С других ветвей стали срываться точно такие молнии, каждая ударяла в пролетающую каплю, и ни одна из них не погибла...
Штурман умолк.
- А потом? - спросил врач.
- А потом я потерял сознание, - сказал Валентин. - И очнулся только благодаря вам. И ему, - показал он на реаниматор.
- Ты пока успокойся, голуба душа, - сказал Дмитрий Анатольевич. - В твоем положении волноваться крайне вредно. А воображение у тебя живое. Тот случай, когда поэт сказал: "Как часто силой мысли в краткий час я жил века, и жизнию иной, и о земле позабывал..."
Штурман оживился:
- Кто это?
- Угадай! - сказал Дмитрий Анатольевич, обрадованный возможности как-то отвлечь Валентина.
- Сейчас попробую, - сосредоточился штурман. - Сначала нужно определить эпоху, в которую были написаны стихи. Хотя бы приблизительно. Ну, это несложно. "...И о земле позабывал..." - повторил он задумчиво.
- Ну, ну! - подзадорил врач.
- Речь идет о том, что автор мог позабыть землю, взятую в целом, как планету. Значит, стихи написаны уже в космическую эру, после полета Юрия Гагарина. Верно?
- Сначала тебя дослушаю.
- А, знаю. Это Либун написал!
- Либун? - Врач чуть не подпрыгнул от неожиданности.
- Вы что, кока нашего не знаете?
- А разве он пишет стихи?
- Откуда мне знать? - слукавил Валентин и пожал плечами. - Это только предположение.
- С тем же успехом ты бы мог предположить, что это сочинение Тобора, проворчал Дмитрий Анатольевич.
- Значит, я не угадал, - подытожил Валентин. - Пойдем дальше. Судя по лексике, это вторая половина XX века, так мне кажется. Кто же это? Орленко назвал несколько фамилий.
Врач развел руками.
- Промазал, голуба душа. Пальнул в белый свет, как в копеечку. Стихи написаны задолго до космической эры, до запуска первого искусственного спутника Земли.
- Они написаны...
- В первой половине XIX столетия. И стыдно тебе, голуба, не знать их. Автор - великий русский поэт Михаил Лермонтов.
- Не может быть!
- Почему?
- Потому что у автора чисто космическое мышление, - пояснил Валентин.
- И тем не менее это так... Ну, что, голуба, в медотсек поедем?
Штурман молитвенно сложил руки.
- Дмитрий Анатольевич, давайте, я здесь останусь. У вас ведь и так, наверно, нет ни одного свободного местечка.
- Гм... ладно. Только обещай: чуть почувствуешь себя хуже - вызывай врача по биосвязи.
- Обещаю.
Логвиненко отправился в медотсек, следом засеменил реаниматор.
СТЫЧКА
Когда фотонная ракета
Притормозит безумный бег,
И на ступень иного света,
Волнуясь, ступит человек,
Ему навстречу из тумана,
Минуя вены вешних вод,
Вдруг он походкою шамана
С улыбкой солнечной шагнет.
Из расколдованного круга
Нахлынут звонкие слова...
Но как же, как поймут друг друга
Те два различных существа?
Им будет нелегко, не скрою,
Осилить межпланетный мрак.
...Ведь даже мы с тобой порою
Друг друга не поймем никак!
С некоторых пор членов экипажа больше беспокоила даже не борьба с пластинками, а еще одна напасть, поселившаяся на "Каравелле".

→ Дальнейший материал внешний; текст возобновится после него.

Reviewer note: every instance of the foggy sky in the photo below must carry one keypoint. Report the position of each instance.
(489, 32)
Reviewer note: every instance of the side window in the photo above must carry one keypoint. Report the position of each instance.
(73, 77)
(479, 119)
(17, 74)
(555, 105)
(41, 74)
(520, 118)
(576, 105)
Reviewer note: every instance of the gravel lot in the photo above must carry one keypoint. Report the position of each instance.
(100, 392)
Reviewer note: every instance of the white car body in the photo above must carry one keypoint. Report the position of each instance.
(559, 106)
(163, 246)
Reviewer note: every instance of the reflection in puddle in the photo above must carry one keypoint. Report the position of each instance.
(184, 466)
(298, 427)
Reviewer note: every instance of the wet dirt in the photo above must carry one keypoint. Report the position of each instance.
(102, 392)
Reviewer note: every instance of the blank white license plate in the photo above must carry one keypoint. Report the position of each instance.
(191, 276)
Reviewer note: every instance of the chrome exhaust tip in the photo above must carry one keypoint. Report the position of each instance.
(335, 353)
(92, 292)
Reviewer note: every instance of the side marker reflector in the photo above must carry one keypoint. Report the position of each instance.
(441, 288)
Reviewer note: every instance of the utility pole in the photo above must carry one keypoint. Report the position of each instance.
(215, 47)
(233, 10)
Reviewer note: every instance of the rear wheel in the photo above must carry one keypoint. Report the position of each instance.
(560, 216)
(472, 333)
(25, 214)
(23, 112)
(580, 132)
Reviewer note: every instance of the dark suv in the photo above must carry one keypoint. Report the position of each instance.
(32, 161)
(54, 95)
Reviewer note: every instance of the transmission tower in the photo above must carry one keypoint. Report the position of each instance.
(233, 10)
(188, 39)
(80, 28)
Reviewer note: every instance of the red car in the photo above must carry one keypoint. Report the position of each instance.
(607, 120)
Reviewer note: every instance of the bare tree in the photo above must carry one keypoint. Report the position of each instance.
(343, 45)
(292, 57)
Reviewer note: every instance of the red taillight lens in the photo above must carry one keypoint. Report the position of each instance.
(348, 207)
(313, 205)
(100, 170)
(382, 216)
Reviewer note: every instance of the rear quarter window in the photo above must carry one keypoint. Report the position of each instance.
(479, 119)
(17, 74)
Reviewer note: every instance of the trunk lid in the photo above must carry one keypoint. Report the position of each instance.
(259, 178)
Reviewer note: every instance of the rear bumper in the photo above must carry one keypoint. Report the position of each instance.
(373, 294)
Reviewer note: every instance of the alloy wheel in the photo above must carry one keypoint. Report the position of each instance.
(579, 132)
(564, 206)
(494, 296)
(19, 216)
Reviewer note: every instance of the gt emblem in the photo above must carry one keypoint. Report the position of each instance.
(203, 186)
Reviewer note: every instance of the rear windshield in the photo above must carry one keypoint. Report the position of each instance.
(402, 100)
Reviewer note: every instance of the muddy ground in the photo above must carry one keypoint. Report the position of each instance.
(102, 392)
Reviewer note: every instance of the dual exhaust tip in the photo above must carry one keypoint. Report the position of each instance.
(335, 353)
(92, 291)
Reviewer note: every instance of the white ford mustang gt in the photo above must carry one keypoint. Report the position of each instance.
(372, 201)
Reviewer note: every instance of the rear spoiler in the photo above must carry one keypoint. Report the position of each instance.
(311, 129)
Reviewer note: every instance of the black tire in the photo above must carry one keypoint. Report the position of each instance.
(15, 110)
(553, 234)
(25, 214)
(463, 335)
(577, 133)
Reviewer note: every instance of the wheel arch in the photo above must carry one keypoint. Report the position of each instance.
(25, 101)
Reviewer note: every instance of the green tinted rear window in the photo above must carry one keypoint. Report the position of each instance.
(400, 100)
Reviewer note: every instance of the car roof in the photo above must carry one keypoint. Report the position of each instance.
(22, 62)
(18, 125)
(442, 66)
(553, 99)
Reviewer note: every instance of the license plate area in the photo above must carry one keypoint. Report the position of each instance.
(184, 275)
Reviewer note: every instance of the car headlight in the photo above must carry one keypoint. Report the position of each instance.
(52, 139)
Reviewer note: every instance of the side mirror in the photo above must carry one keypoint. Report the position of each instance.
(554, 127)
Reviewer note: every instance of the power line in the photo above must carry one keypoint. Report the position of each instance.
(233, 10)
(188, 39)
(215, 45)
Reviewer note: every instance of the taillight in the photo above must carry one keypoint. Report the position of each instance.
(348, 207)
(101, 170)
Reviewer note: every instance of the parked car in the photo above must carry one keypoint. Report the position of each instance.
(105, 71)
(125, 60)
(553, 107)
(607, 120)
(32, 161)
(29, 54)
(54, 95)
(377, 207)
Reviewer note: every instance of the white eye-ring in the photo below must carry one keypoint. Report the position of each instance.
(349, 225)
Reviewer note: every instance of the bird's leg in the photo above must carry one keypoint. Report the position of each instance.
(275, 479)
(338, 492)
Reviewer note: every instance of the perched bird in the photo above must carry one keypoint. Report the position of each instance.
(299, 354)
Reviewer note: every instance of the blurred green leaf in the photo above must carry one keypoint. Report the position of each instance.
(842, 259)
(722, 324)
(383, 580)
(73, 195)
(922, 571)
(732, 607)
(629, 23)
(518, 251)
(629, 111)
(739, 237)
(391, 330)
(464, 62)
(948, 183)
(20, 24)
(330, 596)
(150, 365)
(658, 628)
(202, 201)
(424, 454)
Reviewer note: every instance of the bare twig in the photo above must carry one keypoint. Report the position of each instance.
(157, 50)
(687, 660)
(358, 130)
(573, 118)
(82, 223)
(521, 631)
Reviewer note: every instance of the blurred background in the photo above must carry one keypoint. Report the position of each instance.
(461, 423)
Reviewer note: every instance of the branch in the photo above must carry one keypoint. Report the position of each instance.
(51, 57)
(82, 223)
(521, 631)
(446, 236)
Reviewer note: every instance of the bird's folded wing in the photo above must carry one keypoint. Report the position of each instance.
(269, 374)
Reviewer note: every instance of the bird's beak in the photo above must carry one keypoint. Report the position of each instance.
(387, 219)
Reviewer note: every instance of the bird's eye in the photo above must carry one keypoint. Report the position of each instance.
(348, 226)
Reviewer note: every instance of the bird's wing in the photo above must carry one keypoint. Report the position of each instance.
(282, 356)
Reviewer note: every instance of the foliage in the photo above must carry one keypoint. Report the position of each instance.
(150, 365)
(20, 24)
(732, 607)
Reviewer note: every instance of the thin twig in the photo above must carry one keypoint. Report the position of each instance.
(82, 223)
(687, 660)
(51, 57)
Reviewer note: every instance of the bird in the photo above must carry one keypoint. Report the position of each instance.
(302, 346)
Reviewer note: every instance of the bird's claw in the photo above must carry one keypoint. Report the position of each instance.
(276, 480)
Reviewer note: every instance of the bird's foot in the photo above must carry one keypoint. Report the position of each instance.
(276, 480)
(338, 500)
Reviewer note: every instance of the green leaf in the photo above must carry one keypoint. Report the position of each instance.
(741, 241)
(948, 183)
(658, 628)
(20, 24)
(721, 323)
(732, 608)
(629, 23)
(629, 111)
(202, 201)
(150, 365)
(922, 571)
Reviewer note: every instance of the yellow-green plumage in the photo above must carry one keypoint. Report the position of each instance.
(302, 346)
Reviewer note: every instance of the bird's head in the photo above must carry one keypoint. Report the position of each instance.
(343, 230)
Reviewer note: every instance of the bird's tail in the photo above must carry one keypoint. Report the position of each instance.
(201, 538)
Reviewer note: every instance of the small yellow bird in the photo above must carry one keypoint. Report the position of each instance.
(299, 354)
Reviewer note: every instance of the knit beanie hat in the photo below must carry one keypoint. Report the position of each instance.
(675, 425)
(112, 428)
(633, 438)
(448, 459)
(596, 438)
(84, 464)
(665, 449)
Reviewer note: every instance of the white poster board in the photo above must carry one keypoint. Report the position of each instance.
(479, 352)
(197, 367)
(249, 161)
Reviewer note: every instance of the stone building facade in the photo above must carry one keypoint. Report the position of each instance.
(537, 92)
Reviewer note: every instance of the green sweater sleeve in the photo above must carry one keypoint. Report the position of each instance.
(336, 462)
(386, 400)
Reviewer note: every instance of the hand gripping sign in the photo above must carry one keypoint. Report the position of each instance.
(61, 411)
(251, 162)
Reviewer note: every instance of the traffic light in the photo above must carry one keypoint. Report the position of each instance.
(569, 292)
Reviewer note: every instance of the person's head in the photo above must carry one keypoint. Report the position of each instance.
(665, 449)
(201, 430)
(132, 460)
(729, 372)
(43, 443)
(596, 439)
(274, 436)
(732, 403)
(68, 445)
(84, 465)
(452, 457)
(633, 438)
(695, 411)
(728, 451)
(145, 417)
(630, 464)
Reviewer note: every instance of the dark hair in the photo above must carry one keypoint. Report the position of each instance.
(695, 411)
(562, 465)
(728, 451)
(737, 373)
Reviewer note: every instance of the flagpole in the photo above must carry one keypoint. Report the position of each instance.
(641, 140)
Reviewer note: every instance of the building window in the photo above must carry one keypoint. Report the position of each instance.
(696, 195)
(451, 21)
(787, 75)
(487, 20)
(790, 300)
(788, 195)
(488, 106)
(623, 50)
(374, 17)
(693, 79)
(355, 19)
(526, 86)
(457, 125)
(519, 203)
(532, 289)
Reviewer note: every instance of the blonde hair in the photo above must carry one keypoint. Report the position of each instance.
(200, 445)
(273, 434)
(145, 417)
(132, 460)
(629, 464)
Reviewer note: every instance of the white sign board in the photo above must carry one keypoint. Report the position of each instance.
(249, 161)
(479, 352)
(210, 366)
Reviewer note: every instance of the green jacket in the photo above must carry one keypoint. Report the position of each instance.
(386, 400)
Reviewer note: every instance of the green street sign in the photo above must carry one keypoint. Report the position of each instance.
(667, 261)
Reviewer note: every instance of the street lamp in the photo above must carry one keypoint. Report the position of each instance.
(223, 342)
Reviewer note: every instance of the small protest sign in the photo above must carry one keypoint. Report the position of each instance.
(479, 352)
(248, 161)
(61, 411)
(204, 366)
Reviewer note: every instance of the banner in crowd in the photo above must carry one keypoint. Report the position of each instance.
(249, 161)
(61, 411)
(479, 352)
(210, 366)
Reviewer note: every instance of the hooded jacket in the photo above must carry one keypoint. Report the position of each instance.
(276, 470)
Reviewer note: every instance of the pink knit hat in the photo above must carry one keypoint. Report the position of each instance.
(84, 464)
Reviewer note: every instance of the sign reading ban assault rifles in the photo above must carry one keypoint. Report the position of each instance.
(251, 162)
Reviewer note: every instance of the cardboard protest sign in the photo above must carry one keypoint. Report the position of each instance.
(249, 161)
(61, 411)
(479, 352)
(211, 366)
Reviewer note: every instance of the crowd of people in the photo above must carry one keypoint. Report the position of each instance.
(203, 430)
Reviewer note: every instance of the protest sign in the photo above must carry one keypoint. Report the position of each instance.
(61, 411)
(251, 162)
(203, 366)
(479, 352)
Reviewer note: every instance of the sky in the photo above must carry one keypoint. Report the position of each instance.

День за днем то один, то другой член экипажа погружался в сон. Правда, Дмитрий Анатольевич считал, что это не сон, а какое-то каталептическое состояние, когда человек вроде и бодрствует, но не может и пальцем пошевелить.
Одни это состояние переносили легче, другие тяжелее. Но общим у всех пораженных было одно: однажды, настигнув кого-либо, "сон" уже не покидал свою жертву. И тут усилия Логвиненко и его самоотверженных коллег, денно и нощно трудившихся, оставались тщетными. Если с ожогами и ранами, которые наносили непрошеные гости "Каравеллы", они с помощью живительного сока трабо, небольшой запас которого оставался, еще кое-как могли бороться, то невесть откуда свалившийся на людей "сон" был вне их власти.